Maria Helena Diniz, comentando essa regra legal assevera que “o direito à privacidade da pessoa contém interesses jurídicos, por isso seu titular pode impedir ou fazer cessar invasão em sua esfera íntima, usando para sua defesa: mandado de injunção, habeas data, habeas corpus, mandado de segurança, cautelares inominadas e ação de responsabilidade civil por dano moral e patrimonial”(3).

8. Direitos da personalidade e pessoa jurídica

O Novo Código Civil Brasileiro disciplina os direitos da personalidade no Capítulo II do Titulo I, quando trata das pessoas naturais. Depois, no art. 52 determina a proteção dos direitos à personalidade às pessoas jurídicas “no que couber”. Essa é a dificuldade interpretativa, saber o que “cabe” à pessoa jurídica.

O E. STJ, em voto do Min. Ruy Rosado de Aguiar, entendeu, a respeito do tema: “A pessoa jurídica, criação da ordem legal, não tem capacidade de sentir emoção e dor, estando por isso desprovida de honra subjetiva e imune à injúria. Pode padecer, porém, de ataque à honra objetiva, pois goza de uma reputação junto a terceiros, possível de ficar abalada por atos que afetem o seu bom nome no mundo civil ou comercial onde atua”(4).

9. Aplicabilidade ao direito do trabalho (algumas hipóteses)

Dentre as situações trazidas pelo NCCB, pode-se dizer que, freqüentemente, surgem, no direito do trabalho, questões relacionadas com: o direito ao nome (arts. 16 a 19), a proteção à palavra e à imagem (art. 20), e a proteção à intimidade (art. 21).

9.1. Quanto ao direito ao nome (arts. 16 a 19 do NCCB). Poderá ocorrer, segundo exemplo de Edilton Meireles, “a utilização pelo empregador do nome do empregado, especialmente os artistas e atletas profissionais, sem autorização, em propaganda comercial”(5) Nesse caso, o empregado poderia exigir a cessação da ameaça, ou lesão, a direito da personalidade, reclamando perdas e danos, sem prejuízos de outras sanções previstas em lei.

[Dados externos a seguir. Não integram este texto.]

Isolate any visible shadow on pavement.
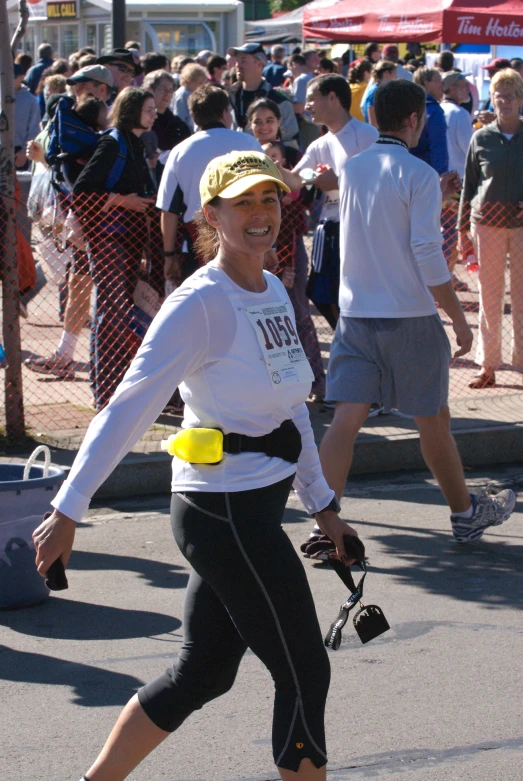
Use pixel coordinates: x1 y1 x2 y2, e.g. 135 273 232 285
0 646 142 708
0 597 181 640
362 520 523 610
67 551 189 588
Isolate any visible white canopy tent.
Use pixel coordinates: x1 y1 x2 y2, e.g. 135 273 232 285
245 0 332 43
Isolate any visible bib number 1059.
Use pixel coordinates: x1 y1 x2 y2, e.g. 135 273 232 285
256 315 300 350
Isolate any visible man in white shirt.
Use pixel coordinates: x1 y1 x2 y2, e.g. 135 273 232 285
441 72 473 179
305 81 516 547
282 74 378 329
156 84 261 287
381 43 412 81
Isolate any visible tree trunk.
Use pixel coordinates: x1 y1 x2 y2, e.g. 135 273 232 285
0 0 25 441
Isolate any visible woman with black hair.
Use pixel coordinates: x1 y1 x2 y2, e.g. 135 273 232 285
34 151 356 781
73 87 156 410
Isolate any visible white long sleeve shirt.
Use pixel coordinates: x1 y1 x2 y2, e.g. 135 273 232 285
293 117 378 222
52 262 334 521
340 143 450 318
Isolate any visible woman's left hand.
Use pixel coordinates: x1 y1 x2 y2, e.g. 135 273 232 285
316 510 358 567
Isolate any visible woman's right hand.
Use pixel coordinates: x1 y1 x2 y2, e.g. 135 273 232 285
33 510 76 578
25 141 45 163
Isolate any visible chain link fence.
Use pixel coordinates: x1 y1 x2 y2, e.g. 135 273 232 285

9.2. Quanto à proteção à palavra e à imagem (art. 20 do NCCB). Poderá acontecer, por exemplo, de o empregador usar a imagem de uma empregada como propaganda comercial, sem haver obtido autorização. Nesse caso incidirá na regra proibitiva. O mesmo poderá acontecer, se o empregado usar escritos, palavras ou imagem do empregador, sem autorização, embora de menor incidência na prática da vida.

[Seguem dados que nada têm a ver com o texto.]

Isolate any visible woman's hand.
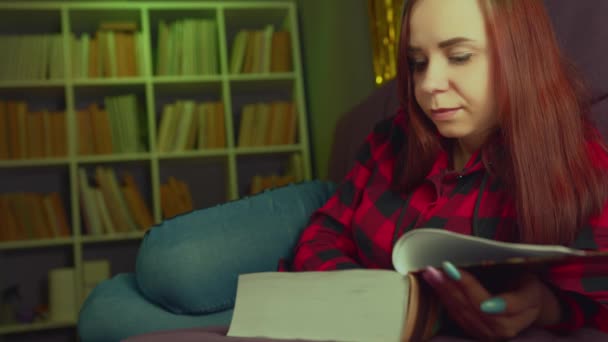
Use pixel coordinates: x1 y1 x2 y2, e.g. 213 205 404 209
423 262 561 340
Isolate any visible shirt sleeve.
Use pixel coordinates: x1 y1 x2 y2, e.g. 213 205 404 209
291 117 396 271
546 147 608 333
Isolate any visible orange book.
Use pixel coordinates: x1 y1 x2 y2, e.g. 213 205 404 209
123 32 137 77
88 103 113 154
243 31 256 73
0 100 10 159
46 192 70 237
25 193 53 239
0 195 24 241
9 192 37 239
283 102 298 145
213 102 226 148
167 176 192 214
77 109 95 155
270 31 293 72
89 37 99 78
26 111 46 158
0 196 11 242
114 31 127 77
49 112 68 158
123 172 154 230
204 103 219 148
177 181 194 212
17 101 29 158
6 101 22 159
95 166 129 232
160 183 182 219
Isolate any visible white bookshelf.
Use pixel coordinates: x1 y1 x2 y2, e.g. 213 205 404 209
0 0 311 340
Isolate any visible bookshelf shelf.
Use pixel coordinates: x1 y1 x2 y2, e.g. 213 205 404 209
0 238 74 251
0 322 76 335
81 232 145 244
228 72 295 81
158 149 229 159
0 158 69 169
0 80 65 88
152 75 223 85
235 145 302 155
74 77 146 87
77 153 150 164
0 0 311 341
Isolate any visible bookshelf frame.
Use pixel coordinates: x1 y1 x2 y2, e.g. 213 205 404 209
0 0 312 339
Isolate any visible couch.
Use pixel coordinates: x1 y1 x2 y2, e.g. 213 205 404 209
78 0 608 342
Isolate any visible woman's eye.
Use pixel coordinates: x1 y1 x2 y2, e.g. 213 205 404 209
410 59 427 71
450 53 473 64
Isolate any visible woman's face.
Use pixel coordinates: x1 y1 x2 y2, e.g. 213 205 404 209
408 0 498 148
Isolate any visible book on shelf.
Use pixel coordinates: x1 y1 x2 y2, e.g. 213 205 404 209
70 22 143 79
157 100 226 152
0 33 64 81
237 101 297 147
0 192 70 242
0 100 67 160
76 94 146 155
160 176 194 219
156 19 219 76
78 166 154 236
228 228 608 342
229 25 293 74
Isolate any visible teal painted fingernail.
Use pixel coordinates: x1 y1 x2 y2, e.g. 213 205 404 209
481 298 507 313
443 261 461 280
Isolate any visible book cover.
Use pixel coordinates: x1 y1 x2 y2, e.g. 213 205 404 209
228 228 608 342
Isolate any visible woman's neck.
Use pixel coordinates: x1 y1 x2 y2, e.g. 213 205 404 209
452 139 481 172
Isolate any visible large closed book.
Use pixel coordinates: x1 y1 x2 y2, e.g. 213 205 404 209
228 229 608 342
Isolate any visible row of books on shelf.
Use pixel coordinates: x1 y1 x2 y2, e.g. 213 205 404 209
0 94 297 159
157 100 226 152
0 34 64 81
78 166 154 235
70 22 145 78
0 19 293 80
160 176 194 218
0 192 70 242
238 101 297 147
156 19 219 76
0 101 68 159
78 94 147 155
230 25 293 74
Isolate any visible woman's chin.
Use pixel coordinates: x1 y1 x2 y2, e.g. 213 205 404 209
437 127 467 139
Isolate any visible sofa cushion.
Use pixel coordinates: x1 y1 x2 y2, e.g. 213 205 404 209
78 273 232 342
135 181 335 314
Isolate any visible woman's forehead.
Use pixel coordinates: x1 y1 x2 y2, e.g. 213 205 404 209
408 0 486 47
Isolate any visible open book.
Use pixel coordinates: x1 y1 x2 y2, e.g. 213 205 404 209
228 228 608 342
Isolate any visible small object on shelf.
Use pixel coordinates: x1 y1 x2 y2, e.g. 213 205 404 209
49 267 76 322
0 285 21 324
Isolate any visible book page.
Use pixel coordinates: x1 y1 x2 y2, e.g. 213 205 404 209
228 270 408 342
392 228 584 274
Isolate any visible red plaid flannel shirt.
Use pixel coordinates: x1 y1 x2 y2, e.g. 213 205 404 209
290 113 608 332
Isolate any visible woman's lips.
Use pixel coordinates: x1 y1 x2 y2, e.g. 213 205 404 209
431 107 462 120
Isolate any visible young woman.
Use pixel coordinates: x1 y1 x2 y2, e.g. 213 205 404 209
291 0 608 339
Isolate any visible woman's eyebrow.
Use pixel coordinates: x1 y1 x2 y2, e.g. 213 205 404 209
407 37 475 53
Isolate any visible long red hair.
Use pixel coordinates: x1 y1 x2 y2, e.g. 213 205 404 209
393 0 608 244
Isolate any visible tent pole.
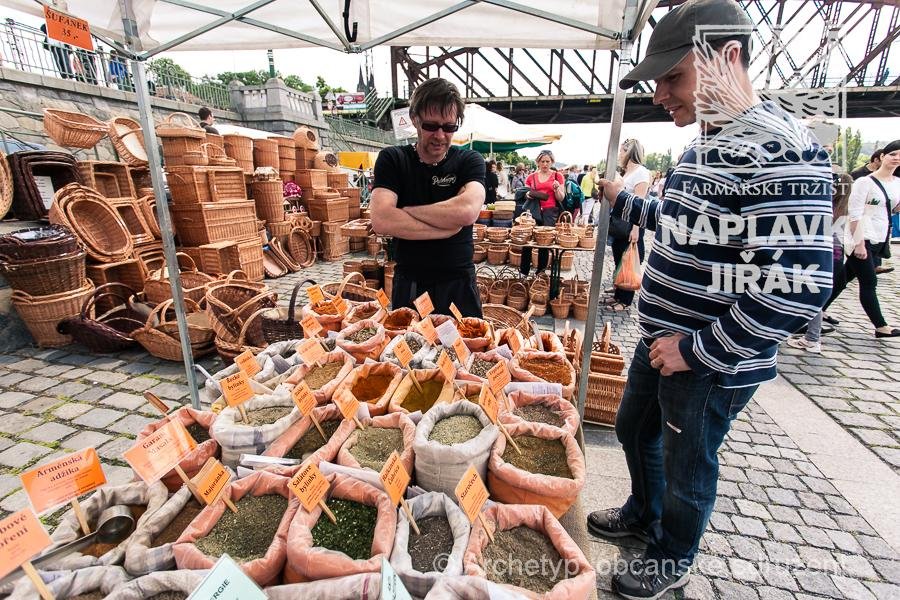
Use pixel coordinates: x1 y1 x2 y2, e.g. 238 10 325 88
119 0 200 410
578 9 636 421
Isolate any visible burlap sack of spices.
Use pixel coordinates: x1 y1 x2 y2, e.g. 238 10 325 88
509 350 575 400
337 413 416 475
263 404 356 477
391 492 471 596
413 401 500 498
173 471 300 586
388 369 455 414
103 569 209 600
500 391 581 435
463 504 597 600
137 406 219 492
284 473 397 583
335 319 388 363
335 363 404 417
487 422 586 518
41 481 169 571
8 566 128 600
284 350 356 406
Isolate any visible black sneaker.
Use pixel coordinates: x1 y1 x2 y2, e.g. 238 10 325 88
588 507 650 543
612 561 691 600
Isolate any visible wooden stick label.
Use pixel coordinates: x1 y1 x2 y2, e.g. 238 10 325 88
122 419 197 483
297 339 325 365
221 371 254 406
194 458 231 504
300 315 322 337
413 292 434 319
234 350 262 377
478 385 500 423
288 462 329 512
291 380 316 417
19 448 106 514
0 508 53 577
379 450 410 506
455 465 488 524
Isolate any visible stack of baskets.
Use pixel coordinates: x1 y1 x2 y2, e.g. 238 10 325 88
0 225 94 348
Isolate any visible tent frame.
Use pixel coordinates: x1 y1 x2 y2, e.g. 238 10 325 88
116 0 658 412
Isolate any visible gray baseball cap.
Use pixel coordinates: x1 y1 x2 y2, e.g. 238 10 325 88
619 0 753 89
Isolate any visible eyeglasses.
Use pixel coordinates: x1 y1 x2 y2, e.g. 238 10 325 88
422 121 459 133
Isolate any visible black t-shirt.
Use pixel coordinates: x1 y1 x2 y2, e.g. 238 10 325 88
374 145 485 281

9.3. Quanto à proteção à intimidade (art. 21 do NCCB). Relativamente à empresa, o fato “do empregado prestar informações sobre sua privacidade ao empregador (…) não autoriza este repassar as informações para outrem, fazendo uso das mesmas, sob pena de violar a vida privada ou íntima do trabalhador”(6). O mesmo autor cita os fatos relacionados à vida íntima e privada do empregador, eventualmente conhecidos do empregado, como o caso dos domésticos. O art. 373-A, VI, da CLT veda a revista íntima nas empregadas ou funcionárias, só podendo ser realizada, segundo Alice Monteiro de Barros(7), quando for de caráter geral, impessoal, através de critério objetivo e mediante ajuste prévio com a entidade sindical.

10. Conclusão

Levando-se em conta o parágrafo único do artigo 8.º da CLT, é possível considerar aplicáveis ao direito do trabalho as regras dos artigos 11 a 21 do Novo Código Civil Brasileiro (Lei n.º 10.406, de 10.1.02, em vigor desde 11.1.03), uma vez verificadas a lacuna e a compatibilidade.

NOTAS

(1) er Maria Helena Diniz. Ob. cit., p. 27.

(2) Ob. cit., p. 152.

(3) DINIZ, Maria Helena. Código Civil Comentado. Ob. cit. p. 36.

(4) STJ, RESP 60.033-2, DJ 27.11.1995. p. 40.893.

(5) O Novo Código Civil e o Direito do Trabalho. 2. ed. São Paulo: LTr, 2003. p. 18.

(6) MEIRELES, Edilton. Ob. cit. p. 23.

(7) BARROS, Alice Monteiro de. Proteção à intimidade do empregado. São Paulo: LTr, 1997. p. 74.

Luiz Eduardo Gunther

é juiz no Tribunal Regional do Trabalho da 9.ª Região.

Cristina Maria Navarro Zornig

é assessora no Tribunal Regional do Trabalho da 9.ª Região.